MCP Turned My AI From Chatbot to Real Agent

I stared at my screen for a solid thirty seconds, genuinely confused.

Claude had just created a note in my Obsidian vault — not because I copied text and pasted it, not because I used some Zapier integration — but because I asked it to. In plain English. "Create a note about French press coffee." And there it was, sitting in my vault like I'd written it myself.

That was three weeks ago. Since then, I've connected Claude to my task manager, my calendar, a web scraper, YouTube transcripts, and — I'm not making this up — Kali Linux. My AI can now hack for me. Well, sort of. But the point stands: something fundamental shifted, and most developers I talk to haven't caught on yet.

The shift has a name. It's called MCP — the Model Context Protocol. And once you understand what it does, you'll realize that the gap between "AI chatbot" and "AI agent" isn't some far-off research problem. It's a configuration file.
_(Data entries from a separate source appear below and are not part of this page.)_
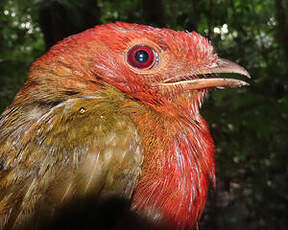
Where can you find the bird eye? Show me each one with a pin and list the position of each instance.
(141, 57)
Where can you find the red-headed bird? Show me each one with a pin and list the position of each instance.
(113, 111)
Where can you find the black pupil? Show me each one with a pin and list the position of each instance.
(141, 56)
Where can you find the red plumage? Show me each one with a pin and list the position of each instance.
(89, 121)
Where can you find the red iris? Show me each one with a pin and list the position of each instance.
(141, 57)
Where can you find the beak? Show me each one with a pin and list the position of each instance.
(221, 66)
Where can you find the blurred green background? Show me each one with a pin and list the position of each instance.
(249, 125)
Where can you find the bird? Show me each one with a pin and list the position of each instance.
(114, 111)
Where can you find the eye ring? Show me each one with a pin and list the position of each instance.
(141, 57)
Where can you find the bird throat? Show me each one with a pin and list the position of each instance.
(178, 165)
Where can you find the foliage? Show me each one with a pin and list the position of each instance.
(249, 125)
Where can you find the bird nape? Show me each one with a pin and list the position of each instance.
(113, 112)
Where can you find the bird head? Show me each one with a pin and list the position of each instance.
(149, 64)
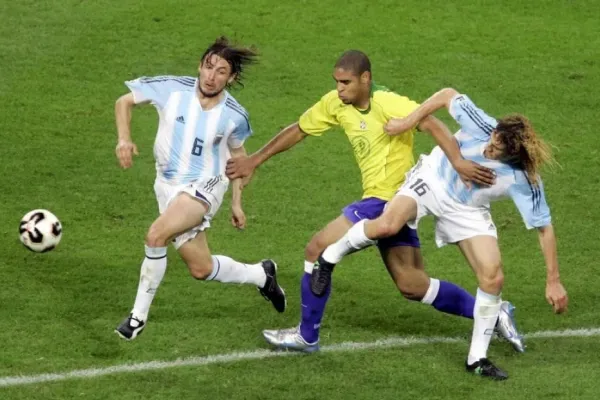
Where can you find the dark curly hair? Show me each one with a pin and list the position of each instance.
(237, 57)
(523, 145)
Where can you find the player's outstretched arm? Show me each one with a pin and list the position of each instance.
(556, 294)
(242, 167)
(125, 146)
(238, 217)
(439, 100)
(468, 171)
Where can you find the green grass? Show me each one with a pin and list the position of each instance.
(63, 65)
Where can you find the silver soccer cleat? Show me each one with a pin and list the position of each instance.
(506, 327)
(289, 339)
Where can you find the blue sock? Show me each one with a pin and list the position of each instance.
(313, 308)
(453, 299)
Here's what I didn't expect: the hardest part wasn't the technology. The hardest part was unlearning how I thought about AI.

The Problem Nobody Talks About

I watched NetworkChuck's breakdown of MCP recently — a 38-minute deep dive that's already crossed 1.2 million views — and something he said early on clicked for me in a way that months of reading documentation hadn't.
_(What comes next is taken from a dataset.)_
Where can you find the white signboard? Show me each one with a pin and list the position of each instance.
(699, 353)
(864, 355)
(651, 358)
He compared LLMs to people. Stay with me here.

When you or I want to use a tool — say, ClickUp for task management — we interact through a graphical interface. Buttons, menus, drag-and-drop. The GUI abstracts away all the underlying complexity. We don't need to know the database schema or API endpoints. We just click.

LLMs hate GUIs. They can technically interact with them (screenshot-based agents exist), but it's slow, unreliable, and feels like teaching someone to drive by showing them photos of steering wheels.

Okay, so give them APIs instead? That's what APIs are for — letting one program talk to another programmatically. And yes, this works. But here's the catch that Chuck nailed perfectly: every API has hundreds of endpoints with unique authentication schemes, parameter formats, and response structures. ClickUp's API alone is massive. So is Obsidian's. So is GitHub's. So is every other tool you'd want your AI to use.

To connect an LLM to just five tools via raw APIs, you'd need to write custom integration code for each one, handle authentication for each one, parse responses for each one, and then somehow teach the LLM which endpoints to call and when.

I've done this. For a client project last year, I spent two weeks building a custom tool-calling layer for GPT-4 that connected to three internal APIs. Two weeks. Three tools.

MCP changes that equation entirely.

What MCP Actually Is (Without the Hype)

The Model Context Protocol is, at its core, a standardized interface between LLMs and external tools. Anthropic created it, but it's become an industry standard adopted by OpenAI, Google, and basically every AI tooling company.

Think of it like USB-C for AI tools. Before USB-C, every device had its own proprietary connector. You needed a drawer full of cables. USB-C said: "Here's one standard. Everyone use this." MCP does the same thing for LLM-to-tool communication.

Here's the architecture in plain terms:

LLM (Claude, GPT, Llama)
    ↕ speaks MCP protocol
MCP Server (runs locally or remotely)
    ↕ handles all the messy API stuff
External Tool (Obsidian, ClickUp, GitHub, etc.)

The MCP server sits between your AI and the tools it needs. It handles authentication, API calls, response parsing — all of it. The LLM doesn't need to know anything about REST endpoints or OAuth tokens. It just sees a list of available "tools" described in plain language:

  • create_note — Create a new note in the vault
  • search_vault — Search for content across all notes
  • append_content — Add content to an existing note

The LLM picks the right tool, passes the parameters, and gets back structured results. That's it. No custom code. No API wrangling.

But here's the part that made me sit up straight — and this connects to something much bigger.

From Chatbot to Agent: The Three Levels

While I was setting up MCP servers, I came across Jeff Su's explanation of AI agents — a video that's hit nearly 4 million views — and it crystallized something I'd been feeling but couldn't articulate.

Jeff breaks AI into three levels, and once you see them, you can't unsee them:

Level 1: Basic LLM. You give input, you get output. Ask ChatGPT to draft an email? Great. Ask it when your next meeting is? It fails. It doesn't know. It doesn't have access. It just generates text based on training data.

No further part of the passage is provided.